These two important factors have worked together to put us in the precarious position we find ourselves today with the press, because the press doesn’t know how to respond. Does it cling to the idea of objectivity or does it opt for a more truthful way to share what’s happening in the world. Even old, tried and true methods don’t hold up anymore, and very smart but dangerous thinking has crept into the public discussion. However, based on what you read, hear, and see these days, you’d really never know it. It’s just the same‑o, same‑o “bothsideism” (as Jay Rosen calls it). It’s still still the AUTOMATIC default for the press, and it’s killing the pursuit of truth in order to stay free of the appearance of political labels. Chris Lasch is rolling over in his grave.
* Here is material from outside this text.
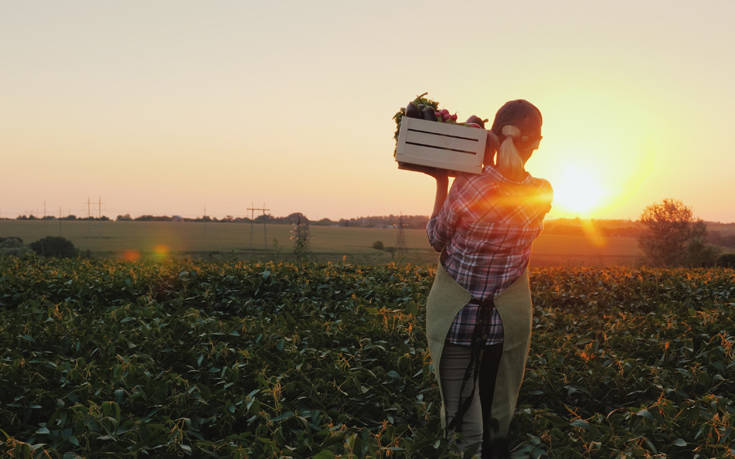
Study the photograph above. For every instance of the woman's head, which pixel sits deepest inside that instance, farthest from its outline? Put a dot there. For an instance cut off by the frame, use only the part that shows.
(518, 128)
Here’s a current example. On the Sunday night CBS Evening News broadcast, reporter Debra Alfarone did a live shot from Washington that contained new polling on the state of the Republican Party. CBS News found that 80% of Republicans approved of removing Liz Cheney from GOP leadership on Capitol Hill. Ms. Alfarone said that Cheney is now “…paying the price for saying she would not enable or spread President Trump’s destructive lies — that’s her quote — that the 2020 election was stolen.”

The “that’s her quote” places Trump’s lies on an even playing field with those who embrace the truth that Donald Trump LOST the election and that Joe Biden is the real President. In other words, it’s presented as merely Liz Cheney’s opinion, which must be weighed against all the other opinions. Bullshit! Here, once again, the press is trying to present this as a standard, both sides have different points of view, which is surely a fallacy of immense proportions. The danger of Donald Trump’s lies is self-evident. Do we really need to play the old “objectivity” game with such a group? It’s a false balance, because one side isn’t sharing the truth.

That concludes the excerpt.